In Literature we just finished The Oxford Treasure of Classic Poems, or at least those the girls and I found suitable. Brighteyes had read them all of course but she didn't understand them all, and she wondered why I skipped reading some aloud. When I read them aloud I explain them as I go. The next time I came to a skip point I told her the next three poems dealt with massacres, which is where a person or group of people deliberately murder lots of other people. Did she want me to read them or skip them? She looked very sober and decided to skip them.
She found "The Forsaken Merman" the most disturbing poem of any I read from the book. She wanted to know why the Mommy had to leave the Daddy and their babies. I explained that Christianity was a religion that told people who they could or could not fall in love with and marry, and it didn't like magic or mer people.

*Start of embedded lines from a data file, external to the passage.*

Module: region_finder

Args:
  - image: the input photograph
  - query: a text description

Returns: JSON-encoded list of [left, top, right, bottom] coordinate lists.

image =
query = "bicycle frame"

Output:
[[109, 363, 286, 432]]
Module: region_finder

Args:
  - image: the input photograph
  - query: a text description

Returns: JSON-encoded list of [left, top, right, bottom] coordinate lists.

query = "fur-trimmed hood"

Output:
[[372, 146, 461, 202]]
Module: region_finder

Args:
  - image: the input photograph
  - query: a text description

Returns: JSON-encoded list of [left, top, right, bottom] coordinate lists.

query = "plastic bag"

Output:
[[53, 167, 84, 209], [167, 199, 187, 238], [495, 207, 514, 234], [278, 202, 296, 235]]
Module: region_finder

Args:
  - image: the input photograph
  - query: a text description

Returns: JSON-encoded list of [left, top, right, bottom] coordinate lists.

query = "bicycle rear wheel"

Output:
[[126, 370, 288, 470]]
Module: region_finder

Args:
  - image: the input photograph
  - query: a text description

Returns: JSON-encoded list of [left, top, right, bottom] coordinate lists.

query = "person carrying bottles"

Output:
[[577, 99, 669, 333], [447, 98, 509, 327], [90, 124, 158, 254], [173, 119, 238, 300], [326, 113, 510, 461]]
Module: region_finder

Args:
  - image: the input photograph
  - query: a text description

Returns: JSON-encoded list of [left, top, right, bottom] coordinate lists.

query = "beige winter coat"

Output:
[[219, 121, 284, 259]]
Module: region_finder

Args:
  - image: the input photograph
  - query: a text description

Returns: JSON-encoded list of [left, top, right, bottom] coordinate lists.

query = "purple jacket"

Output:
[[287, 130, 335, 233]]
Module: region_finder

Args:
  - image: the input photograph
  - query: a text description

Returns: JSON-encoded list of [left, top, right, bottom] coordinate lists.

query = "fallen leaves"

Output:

She stared at me in silence for several moments then asked me if the Merman was real. I said I didn't know if the Merman was real, but the issue of the Christian church telling people whom they could or could not marry was very real and going on right now. She stood up and turned away from me with her fists clenched.
After a while she asked me, "How can a God be a bully?" I explained that the Christian God didn't appear to be a bully on paper, but that Christian churches were all too often run by bullies who interpreted what their God said in a way that allowed them to bully other people. She thought that was unfair, but understandable. She can comprehend people who are bullies, but not a God who is a bully. I told her I had trouble understanding that idea too, but that the Goddess would love her and her sister no matter what.
I confess I didn't expect such theological depth at her age. I'll have to talk to her more about religion.